11 de agosto 2004 - 00:00

El escrache que no fue

Tiene el piquetero Jorge Ceballos un argumento, si se quiere legal, para ampararse: ocupar cargos públicos inhibe a los funcionarios de ejercer su profesión. En cambio, ningún reglamento establece que un piquetero, aun siendo funcionario, deba dejar de actuar como piquetero.

Y eso hizo Ceballos, líder de Barrios de Pie y director de Asistencia Comunitaria del Ministerio de Desarrollo Social, que anteayer amagó con escrachar el domicilio particular de Aníbal Ibarra para reclamar que el Gobierno porteño le entregue, a su grupo, bolsas de alimentos.

Sobre la hora, la noche del lunes, desde la cartera social de la Ciudad contactaron a los dirigentes de Barrios de Pie y, ofrecimiento mediante, lograron suspender el escrache y el piquetazo que realizarían frente a la Subsecretaría de Gestión Social.

Ceballos
, junto con Luis D'Elía y Emilio Pérsico, conforman el Frente Piquetero Kirchnerista (FPK) que se lanzó dos meses atrás en Parque Norte. Luego de aquel acto, el jefe de Barrios de Pie fue premiado con un cargo en el ministerio de Alicia Kirchner.
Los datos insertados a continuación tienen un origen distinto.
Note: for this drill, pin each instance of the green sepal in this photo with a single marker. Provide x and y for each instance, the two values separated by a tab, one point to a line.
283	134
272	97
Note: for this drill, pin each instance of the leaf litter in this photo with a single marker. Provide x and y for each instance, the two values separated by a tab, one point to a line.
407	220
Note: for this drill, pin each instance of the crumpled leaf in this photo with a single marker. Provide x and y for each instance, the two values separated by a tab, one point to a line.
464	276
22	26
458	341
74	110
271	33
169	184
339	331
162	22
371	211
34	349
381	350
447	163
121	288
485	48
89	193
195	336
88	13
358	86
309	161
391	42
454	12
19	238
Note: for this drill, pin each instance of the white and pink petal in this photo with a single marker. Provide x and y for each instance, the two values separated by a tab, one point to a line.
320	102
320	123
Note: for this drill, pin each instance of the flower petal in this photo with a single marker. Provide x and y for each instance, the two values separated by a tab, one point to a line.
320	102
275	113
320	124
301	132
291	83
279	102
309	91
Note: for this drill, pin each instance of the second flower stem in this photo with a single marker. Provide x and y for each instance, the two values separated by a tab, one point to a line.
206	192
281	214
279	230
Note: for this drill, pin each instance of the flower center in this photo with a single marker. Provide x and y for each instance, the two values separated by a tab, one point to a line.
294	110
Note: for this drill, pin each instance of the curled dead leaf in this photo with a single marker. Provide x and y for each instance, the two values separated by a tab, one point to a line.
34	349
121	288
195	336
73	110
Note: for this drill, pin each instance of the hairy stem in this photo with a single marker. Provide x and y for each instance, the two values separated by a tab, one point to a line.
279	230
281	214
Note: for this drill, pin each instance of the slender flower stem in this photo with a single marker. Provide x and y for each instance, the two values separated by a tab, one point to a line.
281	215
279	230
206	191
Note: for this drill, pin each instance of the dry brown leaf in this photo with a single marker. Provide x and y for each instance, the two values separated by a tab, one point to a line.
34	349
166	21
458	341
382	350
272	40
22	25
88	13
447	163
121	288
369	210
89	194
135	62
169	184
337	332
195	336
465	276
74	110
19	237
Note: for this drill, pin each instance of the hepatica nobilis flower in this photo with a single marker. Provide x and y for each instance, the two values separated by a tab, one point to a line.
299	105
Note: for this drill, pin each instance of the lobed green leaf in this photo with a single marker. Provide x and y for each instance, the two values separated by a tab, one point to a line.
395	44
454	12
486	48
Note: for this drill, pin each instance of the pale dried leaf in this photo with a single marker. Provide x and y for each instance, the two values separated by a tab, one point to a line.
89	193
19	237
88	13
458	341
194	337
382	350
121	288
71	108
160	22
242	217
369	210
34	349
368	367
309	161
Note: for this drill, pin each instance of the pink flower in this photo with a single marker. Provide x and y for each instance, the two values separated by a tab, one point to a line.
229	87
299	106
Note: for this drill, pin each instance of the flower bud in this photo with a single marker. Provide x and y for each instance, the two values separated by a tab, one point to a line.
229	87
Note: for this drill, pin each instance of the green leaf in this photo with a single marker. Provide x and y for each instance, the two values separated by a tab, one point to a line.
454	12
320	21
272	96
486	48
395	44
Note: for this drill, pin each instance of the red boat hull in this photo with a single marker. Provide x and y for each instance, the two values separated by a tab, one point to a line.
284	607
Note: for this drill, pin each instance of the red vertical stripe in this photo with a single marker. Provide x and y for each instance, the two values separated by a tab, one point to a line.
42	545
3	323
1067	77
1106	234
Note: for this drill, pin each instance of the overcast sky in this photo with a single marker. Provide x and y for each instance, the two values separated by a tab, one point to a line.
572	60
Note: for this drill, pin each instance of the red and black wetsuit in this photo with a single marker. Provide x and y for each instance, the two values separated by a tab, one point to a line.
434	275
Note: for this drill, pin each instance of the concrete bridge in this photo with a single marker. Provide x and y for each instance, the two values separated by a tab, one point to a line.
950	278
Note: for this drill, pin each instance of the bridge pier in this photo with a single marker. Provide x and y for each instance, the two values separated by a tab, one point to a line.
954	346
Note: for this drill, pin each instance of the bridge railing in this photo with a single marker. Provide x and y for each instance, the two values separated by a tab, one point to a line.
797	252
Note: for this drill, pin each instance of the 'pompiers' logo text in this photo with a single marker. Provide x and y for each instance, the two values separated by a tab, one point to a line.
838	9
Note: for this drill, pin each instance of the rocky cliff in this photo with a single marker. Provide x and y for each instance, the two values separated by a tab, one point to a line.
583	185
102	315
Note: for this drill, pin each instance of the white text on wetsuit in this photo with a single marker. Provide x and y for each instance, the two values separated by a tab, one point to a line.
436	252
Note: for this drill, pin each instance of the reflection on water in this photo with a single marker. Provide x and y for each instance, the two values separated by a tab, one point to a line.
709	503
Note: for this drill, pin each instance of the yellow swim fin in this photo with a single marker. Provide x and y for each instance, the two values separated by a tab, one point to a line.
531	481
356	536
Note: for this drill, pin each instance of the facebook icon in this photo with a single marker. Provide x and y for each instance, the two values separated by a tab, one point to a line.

Pero ese acercamiento al gobierno nacional no se traduce en sintonía con Ibarra a quien, en junio pasado, ya habían amenazado con un escrache. Como Ceballos, también D'Elía acumula una antigua malquerencia con el jefe de Gobierno porteño.

Y la amenaza de piquete frente a Gestión Social tenía, por eso, un móvil político: la segunda de esa cartera, que tras la salida de Rafael Romá comanda Jorge Telerman, es Mónica Desperbasques, funcionaria que responde al jefe de Gabinete de la Ciudad, Raúl Fernández.

Por lo pronto, con la sola amenaza, los seguidores de Ceballos consiguieron que el Gobierno porteño les prometiera alimentos para cinco comedores escolares en Villa Lugano. En el futuro, anticipan en Barrios de Pie, volverán con otros pedidos.